Suparta diadili bersama satu tersangka lain di kasus korupsi Timah yakni Reza Andriansyah selaku Direktur Pengembangan Usaha PT Refined Bangka Tin. Namun, dalam berkas dakwaan terpisah.
Jaksa menjelaskan, Suparta dan Reza bersama Harvey Moeis bersekongkol membuat perusahaan boneka seolah jasa mitra PT Timah. Padahal, perusahaan boneka itu mengumpulkan bijih timah hasil penambangan liar di wilayah IUP PT Timah.
Lewat perusahaan boneka itu, Suparta bersama Reza dan Harvey kemudian menjual bijih timah hasil pertambangan ilegal itu kepada PT Timah. Transaksi pembelian bijih timah antara PT RBT dengan PT Timah dilakukan menggunakan cek kosong.
Untuk mengolah bijih timah, PT Timah menyepakati kerja sama sewa peralatan dengan PT RBT. Ketiganya mengetahui adanya kelebihan bayar yang dilakukan PT Timah.
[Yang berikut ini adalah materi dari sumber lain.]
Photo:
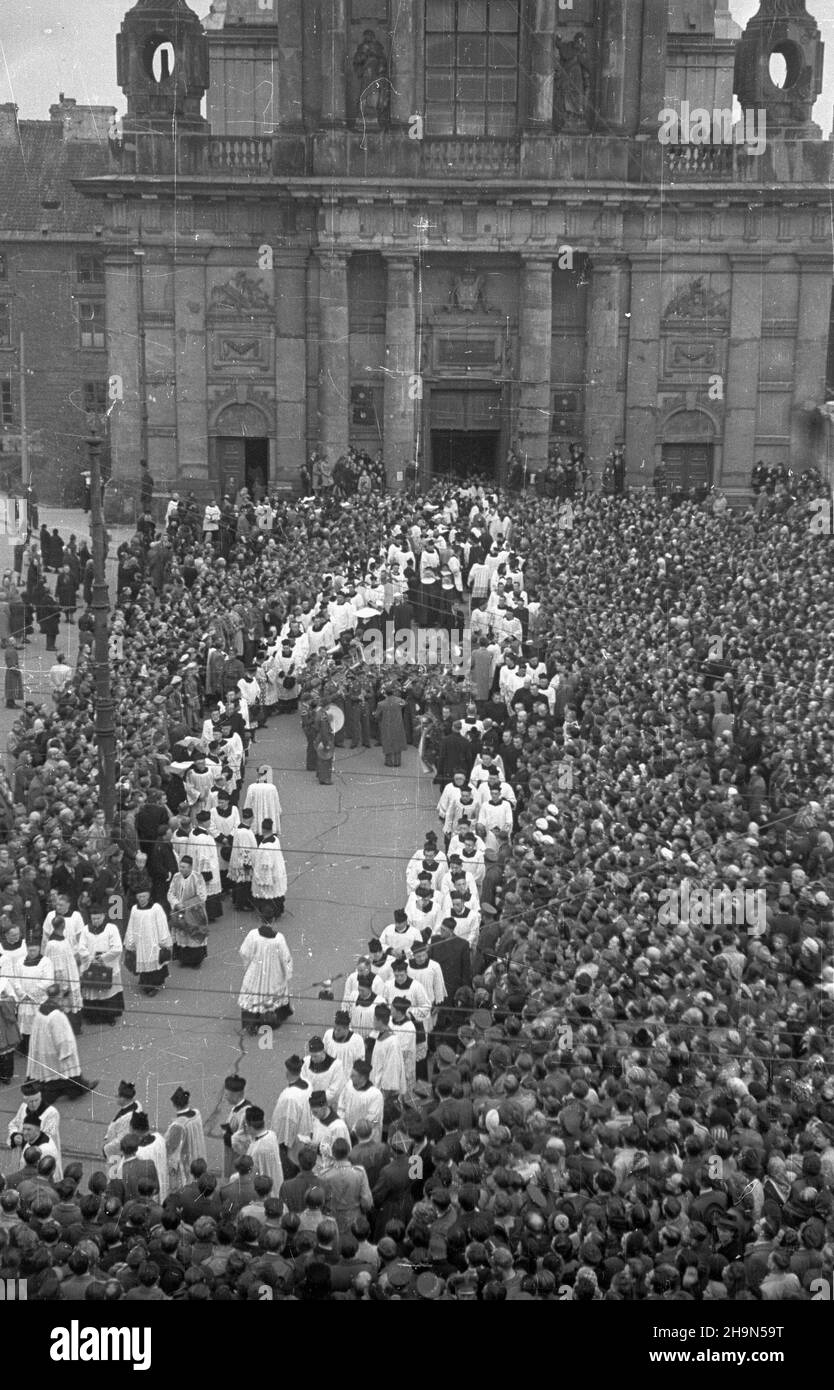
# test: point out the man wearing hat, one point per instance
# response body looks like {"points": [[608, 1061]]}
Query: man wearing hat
{"points": [[268, 875], [292, 1118], [388, 1068], [202, 848], [262, 1146], [327, 1127], [34, 1136], [263, 801], [324, 1072], [148, 937], [120, 1125], [401, 934], [184, 1139], [234, 1093], [362, 1102], [242, 861], [53, 1052], [143, 1155], [47, 1116], [342, 1043]]}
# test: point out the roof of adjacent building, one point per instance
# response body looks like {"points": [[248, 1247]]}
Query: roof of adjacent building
{"points": [[38, 166]]}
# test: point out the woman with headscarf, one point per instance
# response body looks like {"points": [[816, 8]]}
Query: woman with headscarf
{"points": [[14, 681], [149, 940], [392, 731], [325, 748], [268, 875], [264, 994], [263, 801], [103, 1000]]}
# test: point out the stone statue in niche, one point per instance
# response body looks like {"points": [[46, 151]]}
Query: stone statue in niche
{"points": [[370, 66], [571, 84], [242, 292], [697, 302], [469, 293]]}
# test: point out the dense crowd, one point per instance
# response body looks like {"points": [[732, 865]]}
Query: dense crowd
{"points": [[597, 1073]]}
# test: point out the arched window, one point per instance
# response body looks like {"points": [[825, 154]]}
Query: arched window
{"points": [[160, 59], [471, 67]]}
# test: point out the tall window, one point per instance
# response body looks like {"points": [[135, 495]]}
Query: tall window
{"points": [[95, 398], [471, 67], [89, 267], [91, 317]]}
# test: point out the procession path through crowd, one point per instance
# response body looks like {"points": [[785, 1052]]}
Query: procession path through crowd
{"points": [[346, 851]]}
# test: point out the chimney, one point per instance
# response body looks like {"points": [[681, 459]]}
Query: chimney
{"points": [[82, 123], [9, 128]]}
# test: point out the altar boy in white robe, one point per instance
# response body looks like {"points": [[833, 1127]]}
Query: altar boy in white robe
{"points": [[292, 1116], [263, 801], [120, 1125], [235, 1097], [342, 1043], [323, 1072], [184, 1140], [47, 1115], [262, 1146]]}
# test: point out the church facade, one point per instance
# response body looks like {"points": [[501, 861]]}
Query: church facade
{"points": [[455, 227]]}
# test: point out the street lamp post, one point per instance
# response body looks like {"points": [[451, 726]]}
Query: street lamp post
{"points": [[104, 705]]}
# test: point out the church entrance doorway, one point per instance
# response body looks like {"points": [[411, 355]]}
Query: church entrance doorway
{"points": [[460, 453], [464, 432]]}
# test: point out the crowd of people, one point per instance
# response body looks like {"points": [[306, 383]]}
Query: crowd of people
{"points": [[551, 1076]]}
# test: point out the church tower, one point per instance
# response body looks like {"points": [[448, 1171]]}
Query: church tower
{"points": [[163, 67], [781, 29]]}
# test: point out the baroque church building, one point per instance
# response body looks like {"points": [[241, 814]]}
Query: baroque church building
{"points": [[448, 227]]}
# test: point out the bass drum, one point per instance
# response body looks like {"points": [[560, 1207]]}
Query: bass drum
{"points": [[337, 717]]}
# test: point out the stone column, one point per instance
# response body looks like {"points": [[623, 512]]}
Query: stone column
{"points": [[809, 363], [542, 27], [401, 366], [652, 64], [602, 362], [535, 331], [620, 57], [189, 366], [291, 363], [121, 280], [334, 359], [334, 61], [742, 371], [644, 367], [291, 46], [402, 66]]}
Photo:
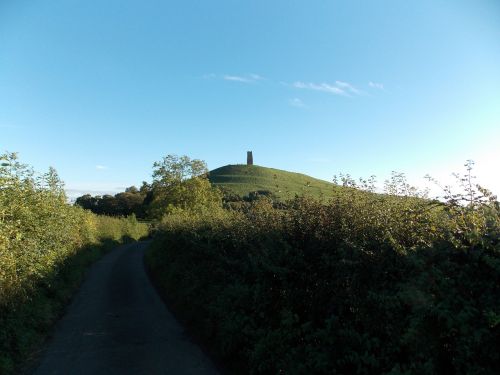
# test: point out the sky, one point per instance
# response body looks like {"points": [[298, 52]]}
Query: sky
{"points": [[101, 90]]}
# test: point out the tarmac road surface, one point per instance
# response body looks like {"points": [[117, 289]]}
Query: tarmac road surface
{"points": [[117, 324]]}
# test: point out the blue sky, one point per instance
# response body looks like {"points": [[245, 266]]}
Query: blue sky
{"points": [[102, 89]]}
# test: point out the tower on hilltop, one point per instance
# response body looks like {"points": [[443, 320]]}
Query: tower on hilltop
{"points": [[249, 158]]}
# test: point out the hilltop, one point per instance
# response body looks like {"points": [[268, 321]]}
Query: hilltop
{"points": [[244, 179]]}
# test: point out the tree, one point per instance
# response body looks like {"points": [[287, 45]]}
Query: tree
{"points": [[181, 183]]}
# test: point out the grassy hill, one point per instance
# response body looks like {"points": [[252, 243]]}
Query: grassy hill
{"points": [[244, 179]]}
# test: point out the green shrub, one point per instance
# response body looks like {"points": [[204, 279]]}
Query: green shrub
{"points": [[363, 284], [45, 244]]}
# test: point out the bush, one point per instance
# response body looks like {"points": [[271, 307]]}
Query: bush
{"points": [[364, 284], [45, 244]]}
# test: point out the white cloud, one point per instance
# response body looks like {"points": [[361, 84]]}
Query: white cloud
{"points": [[249, 78], [338, 88], [237, 79], [348, 87], [296, 102], [375, 85], [319, 160]]}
Suparta dan Reza yang diwakili Harvey kemudian melakukan pertemuan dengan Dirut PT Timah, Mochtar Riza Pahlevi dan Direktur Operasi PT Timah, Alwin Albar, serta 27 pemilik smelter swasta.
Pertemuan tersebut turut membahas permintaan Riza dan Alwin atas bijih timah 5% dari kuota ekspor hasil kegiatan penambangan ilegal di wilayah IUP PT Timah.
Harvey kemudian meminta 5 dari 27 perusahaan smelter swasta itu, yakni CV Venus Inti Perkasa, PT Sariwiguna Binasentosa, PT Stanindo Inti Perkasa, dan PT Tinindo Inter Nusa untuk membayar biaya 'pengamanan' sebesar US$500 hingga US$750 per metrik ton.